Some attempt to equate the Taiji yin-and-yang relationship to that of husband and wife. Narrowly speaking, it is beyond criticism. However, broadly speaking, it is not totally appropriate. A husband-and-wife relationship is formed as a result of the
social ethical code, which is different from the product of evolution based on the universal law of change. The former is merely an artificial arrangement which could be maintained or undone at any time. However, the yin-and-yang in the taiji sense is that of a dialectical relationship which never changes in nature. Otherwise, nothing can ever evolve from that phenomenon, nor would the world eventually come into existence. While discussing Taiji, we must always bear in mind its inherent properties. We have to be clear about them when studying taiji concepts. One would be addressing the topic from a different level if the discussion foci are on Taiji evolvements and application of its concepts.

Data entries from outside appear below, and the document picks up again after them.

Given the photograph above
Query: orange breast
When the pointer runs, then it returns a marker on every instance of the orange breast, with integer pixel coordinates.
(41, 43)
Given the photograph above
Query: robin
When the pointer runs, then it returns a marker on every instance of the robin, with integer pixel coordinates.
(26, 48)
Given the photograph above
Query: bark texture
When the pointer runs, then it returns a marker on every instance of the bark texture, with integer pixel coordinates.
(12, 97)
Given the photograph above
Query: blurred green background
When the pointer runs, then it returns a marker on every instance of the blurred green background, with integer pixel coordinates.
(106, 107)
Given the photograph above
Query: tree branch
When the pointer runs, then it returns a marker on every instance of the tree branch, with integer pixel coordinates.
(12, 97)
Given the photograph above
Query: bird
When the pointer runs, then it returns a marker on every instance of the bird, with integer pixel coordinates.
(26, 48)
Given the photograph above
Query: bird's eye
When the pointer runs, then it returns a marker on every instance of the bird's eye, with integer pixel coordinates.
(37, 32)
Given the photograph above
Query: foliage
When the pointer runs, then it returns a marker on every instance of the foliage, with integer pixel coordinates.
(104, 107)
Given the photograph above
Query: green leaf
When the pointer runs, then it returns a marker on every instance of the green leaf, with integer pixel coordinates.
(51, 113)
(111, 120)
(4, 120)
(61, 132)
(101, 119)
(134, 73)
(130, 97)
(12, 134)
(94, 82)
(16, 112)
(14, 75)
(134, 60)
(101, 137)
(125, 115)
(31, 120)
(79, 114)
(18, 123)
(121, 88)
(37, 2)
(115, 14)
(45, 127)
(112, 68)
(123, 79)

Taiji is for ever in motion and evolving, the most convincing proofs on earth being flowing water and moving qi. During the course of such movement, the molecules in the water and air keep changing position. They move either alongside or away from the neighbouring molecules, thereby, creating a highly unstable state. Similarly, if one can turn one’s body into a water-like state, he is said to have attained the state of “knowing’ his opponent while simultaneously keeping him “in the dark”. This state manifests the properties which are inherent in Taiji. In practice, when one grasps the technique of staying in balance while in a state of imbalance, one has addressed the essence of Taiji concepts in terms of their application and understanding of Taiji evolvements. In this process, whatever changes manifested by the yin-and-yang do not result in any split of what really is holistic qi. To cite another example – when we do a weighing exercise, the weight usually weighs less than the object being weighed creating a state of imbalance. To arrive at the accurate weight, one has to move the weight across the equalizing bar in search for the point of perfect balance in order to restore balance. We should not overlook such a simple exercise. It really highlights the technique of si liang bo qian jin (using 4 taels of force to affect 1000 catties), which is the essence of the practical application of Taiji techniques. When one’s body is so trained to acquire the ability of accurately weighing any object at all angles, he will become invincible.